Apr 23, 1564 – Apr 23, 1616
Actor, Playwright, Poet
English
“A fool thinks himself wise, but a wise man knows himself to be a fool.”
“He was not for an age but for all time.” -- Ben Johnson, a friend
Since his death in 1616, Shakespeare’s plays have almost been continually performed. Its is believed his works are quoted more than any other author’s works.

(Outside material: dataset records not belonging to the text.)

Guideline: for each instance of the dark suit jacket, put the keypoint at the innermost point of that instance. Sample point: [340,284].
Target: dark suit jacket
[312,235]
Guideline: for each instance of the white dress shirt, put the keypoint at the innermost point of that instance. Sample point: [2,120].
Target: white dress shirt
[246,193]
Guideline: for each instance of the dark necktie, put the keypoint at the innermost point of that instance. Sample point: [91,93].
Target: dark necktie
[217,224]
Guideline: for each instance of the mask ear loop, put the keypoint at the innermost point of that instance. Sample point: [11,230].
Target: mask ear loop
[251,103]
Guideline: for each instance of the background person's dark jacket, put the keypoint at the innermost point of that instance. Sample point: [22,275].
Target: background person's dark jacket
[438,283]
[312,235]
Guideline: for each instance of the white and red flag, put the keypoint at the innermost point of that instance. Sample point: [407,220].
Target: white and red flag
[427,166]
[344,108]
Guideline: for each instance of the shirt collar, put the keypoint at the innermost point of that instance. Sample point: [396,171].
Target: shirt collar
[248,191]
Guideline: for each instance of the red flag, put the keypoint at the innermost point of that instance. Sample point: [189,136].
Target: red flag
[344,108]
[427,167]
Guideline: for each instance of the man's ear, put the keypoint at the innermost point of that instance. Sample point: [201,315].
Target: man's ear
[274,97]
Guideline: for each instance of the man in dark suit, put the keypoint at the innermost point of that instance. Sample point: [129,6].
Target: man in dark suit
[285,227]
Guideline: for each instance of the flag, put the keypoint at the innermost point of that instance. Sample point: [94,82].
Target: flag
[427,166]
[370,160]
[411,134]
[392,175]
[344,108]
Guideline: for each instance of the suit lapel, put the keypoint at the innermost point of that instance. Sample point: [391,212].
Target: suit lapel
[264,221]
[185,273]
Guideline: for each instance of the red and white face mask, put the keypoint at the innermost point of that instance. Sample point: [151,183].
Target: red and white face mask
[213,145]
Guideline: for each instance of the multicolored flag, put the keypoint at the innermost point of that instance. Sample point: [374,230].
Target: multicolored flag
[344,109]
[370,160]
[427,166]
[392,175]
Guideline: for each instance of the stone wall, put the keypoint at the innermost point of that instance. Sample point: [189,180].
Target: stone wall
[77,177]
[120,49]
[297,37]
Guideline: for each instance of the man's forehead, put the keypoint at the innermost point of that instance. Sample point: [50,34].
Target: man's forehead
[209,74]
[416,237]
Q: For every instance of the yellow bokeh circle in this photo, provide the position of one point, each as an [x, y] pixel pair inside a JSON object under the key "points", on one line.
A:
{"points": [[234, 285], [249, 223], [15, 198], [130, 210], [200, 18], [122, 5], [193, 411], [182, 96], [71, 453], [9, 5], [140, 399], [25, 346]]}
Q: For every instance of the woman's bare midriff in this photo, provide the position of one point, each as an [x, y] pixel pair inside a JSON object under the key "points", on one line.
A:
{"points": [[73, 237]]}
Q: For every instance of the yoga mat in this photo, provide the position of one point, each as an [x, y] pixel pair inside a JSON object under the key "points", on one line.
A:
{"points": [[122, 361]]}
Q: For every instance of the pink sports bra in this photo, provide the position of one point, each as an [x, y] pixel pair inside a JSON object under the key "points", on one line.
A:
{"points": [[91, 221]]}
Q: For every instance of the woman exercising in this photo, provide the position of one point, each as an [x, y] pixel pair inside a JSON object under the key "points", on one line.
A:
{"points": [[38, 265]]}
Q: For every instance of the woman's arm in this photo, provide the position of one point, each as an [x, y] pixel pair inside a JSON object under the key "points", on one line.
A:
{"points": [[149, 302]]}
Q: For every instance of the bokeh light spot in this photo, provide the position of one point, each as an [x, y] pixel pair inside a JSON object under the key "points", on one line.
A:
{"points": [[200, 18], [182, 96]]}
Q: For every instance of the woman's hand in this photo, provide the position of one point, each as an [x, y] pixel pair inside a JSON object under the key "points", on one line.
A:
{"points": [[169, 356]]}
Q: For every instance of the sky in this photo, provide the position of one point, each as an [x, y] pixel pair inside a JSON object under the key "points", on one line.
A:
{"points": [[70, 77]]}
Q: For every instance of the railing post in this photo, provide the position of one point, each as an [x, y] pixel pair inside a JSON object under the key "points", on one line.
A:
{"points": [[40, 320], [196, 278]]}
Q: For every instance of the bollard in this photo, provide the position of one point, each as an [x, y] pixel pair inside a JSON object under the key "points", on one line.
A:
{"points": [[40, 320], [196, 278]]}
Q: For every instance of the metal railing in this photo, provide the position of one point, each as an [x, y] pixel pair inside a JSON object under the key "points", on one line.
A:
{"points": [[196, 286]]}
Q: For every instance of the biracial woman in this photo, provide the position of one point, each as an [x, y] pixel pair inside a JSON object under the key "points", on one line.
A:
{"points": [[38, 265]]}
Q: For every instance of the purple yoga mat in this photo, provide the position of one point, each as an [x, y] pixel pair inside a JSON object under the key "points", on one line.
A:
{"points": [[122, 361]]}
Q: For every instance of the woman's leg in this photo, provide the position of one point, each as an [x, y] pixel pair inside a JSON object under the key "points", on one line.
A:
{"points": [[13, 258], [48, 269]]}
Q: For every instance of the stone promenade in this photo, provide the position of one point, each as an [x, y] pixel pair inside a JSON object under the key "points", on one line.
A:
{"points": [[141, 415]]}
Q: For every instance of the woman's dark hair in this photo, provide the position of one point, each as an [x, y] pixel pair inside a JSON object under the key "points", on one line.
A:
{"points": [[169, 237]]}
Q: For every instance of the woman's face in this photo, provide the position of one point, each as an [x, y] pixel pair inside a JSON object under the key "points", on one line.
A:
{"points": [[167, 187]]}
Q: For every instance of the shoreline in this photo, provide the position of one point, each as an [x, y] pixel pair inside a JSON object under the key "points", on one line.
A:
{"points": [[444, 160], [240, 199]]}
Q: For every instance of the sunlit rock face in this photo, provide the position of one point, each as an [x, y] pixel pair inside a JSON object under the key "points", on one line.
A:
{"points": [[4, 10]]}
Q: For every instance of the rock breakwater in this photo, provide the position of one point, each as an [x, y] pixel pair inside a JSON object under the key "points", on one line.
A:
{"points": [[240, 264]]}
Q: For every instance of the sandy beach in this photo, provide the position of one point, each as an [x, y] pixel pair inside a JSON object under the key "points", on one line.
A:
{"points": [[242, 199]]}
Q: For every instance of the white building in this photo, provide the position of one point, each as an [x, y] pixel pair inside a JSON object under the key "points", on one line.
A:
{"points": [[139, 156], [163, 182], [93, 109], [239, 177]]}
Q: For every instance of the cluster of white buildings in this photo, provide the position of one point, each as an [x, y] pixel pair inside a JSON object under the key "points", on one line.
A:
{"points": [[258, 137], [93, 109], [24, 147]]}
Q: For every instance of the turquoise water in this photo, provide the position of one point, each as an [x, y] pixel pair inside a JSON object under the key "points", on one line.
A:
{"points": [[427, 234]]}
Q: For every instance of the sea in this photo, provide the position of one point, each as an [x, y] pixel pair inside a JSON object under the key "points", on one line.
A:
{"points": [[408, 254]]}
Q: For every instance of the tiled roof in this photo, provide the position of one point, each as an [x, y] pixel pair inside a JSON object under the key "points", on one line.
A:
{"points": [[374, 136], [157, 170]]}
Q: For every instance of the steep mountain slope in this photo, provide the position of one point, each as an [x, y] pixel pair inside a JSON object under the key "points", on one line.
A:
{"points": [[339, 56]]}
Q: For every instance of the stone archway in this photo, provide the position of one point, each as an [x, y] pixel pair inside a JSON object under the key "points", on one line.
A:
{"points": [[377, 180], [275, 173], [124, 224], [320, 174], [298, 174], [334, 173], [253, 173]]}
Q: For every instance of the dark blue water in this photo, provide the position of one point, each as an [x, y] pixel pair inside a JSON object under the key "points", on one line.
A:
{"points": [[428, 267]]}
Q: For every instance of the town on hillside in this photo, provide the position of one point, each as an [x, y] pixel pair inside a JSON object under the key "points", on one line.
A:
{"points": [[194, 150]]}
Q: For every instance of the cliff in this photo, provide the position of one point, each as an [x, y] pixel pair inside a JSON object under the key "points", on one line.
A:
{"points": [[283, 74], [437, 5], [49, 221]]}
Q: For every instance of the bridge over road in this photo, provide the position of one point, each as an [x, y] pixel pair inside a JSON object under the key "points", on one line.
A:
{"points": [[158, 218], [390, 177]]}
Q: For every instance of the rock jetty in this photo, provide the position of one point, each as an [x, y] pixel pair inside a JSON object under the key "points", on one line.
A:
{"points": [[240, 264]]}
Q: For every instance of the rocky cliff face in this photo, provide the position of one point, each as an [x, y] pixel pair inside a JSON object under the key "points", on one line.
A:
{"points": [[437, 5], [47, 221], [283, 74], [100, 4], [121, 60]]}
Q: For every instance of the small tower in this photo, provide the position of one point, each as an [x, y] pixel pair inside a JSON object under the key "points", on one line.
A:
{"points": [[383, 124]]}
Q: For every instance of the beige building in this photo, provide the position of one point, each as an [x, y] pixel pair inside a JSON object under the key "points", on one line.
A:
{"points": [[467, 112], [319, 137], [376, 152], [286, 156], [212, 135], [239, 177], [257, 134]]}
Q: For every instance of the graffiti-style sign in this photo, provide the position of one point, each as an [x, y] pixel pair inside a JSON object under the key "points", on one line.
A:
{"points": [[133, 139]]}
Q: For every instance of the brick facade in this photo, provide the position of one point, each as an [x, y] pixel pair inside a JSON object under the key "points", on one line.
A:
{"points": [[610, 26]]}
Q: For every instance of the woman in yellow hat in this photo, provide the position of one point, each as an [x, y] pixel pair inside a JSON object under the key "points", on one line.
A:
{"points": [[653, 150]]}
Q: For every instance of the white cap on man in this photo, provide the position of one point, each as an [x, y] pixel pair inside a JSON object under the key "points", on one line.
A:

William Shakespeare is considered to be the greatest playwright of all time. He wrote at least 37 plays (comedies, histories and tragedies). Shakespeare’s friends described him as being open, honest and easygoing. He made almost no money from the plays he wrote, and he was not interested in plating them. He merely wrote for the stage and the actors of his time and place. It is believed none of his work even left England during his lifetime. At 16, Shakespeare graduated from the grammar machine. When he was 18, he married a woman eight years older than himself. While his family stayed in Stratford, he worked in London as a playwright, producer and actor. The Puritans thought plays were sinful, and, if it weren’t for Queen Elizabeth, who loved plays, they may have put an end to this new art. Some numbers blamed the dreaded plague as being God’s punishment for theater. When the occasional outbreaks of the plague closed everything down, Shakespeare wrote poetry. He wrote 154 sonnets. A group of educated men, who also wrote plays at that time, were insulted that Shakespeare, an uneducated, common actor, would dare write plays. Needless to say, it was not education which Shakespeare drew upon for his writing but a dna of natural genius. From his many literary characters, such as Hamlet, King Lear and Othello, to common phrases and thousands of words he invented, like tongue-tied, catch cold, dead as a doorknob, to be or not to be, leapfrog, excellent and assassination, Shakespeare’s influence is still greatly felt in today’s western society.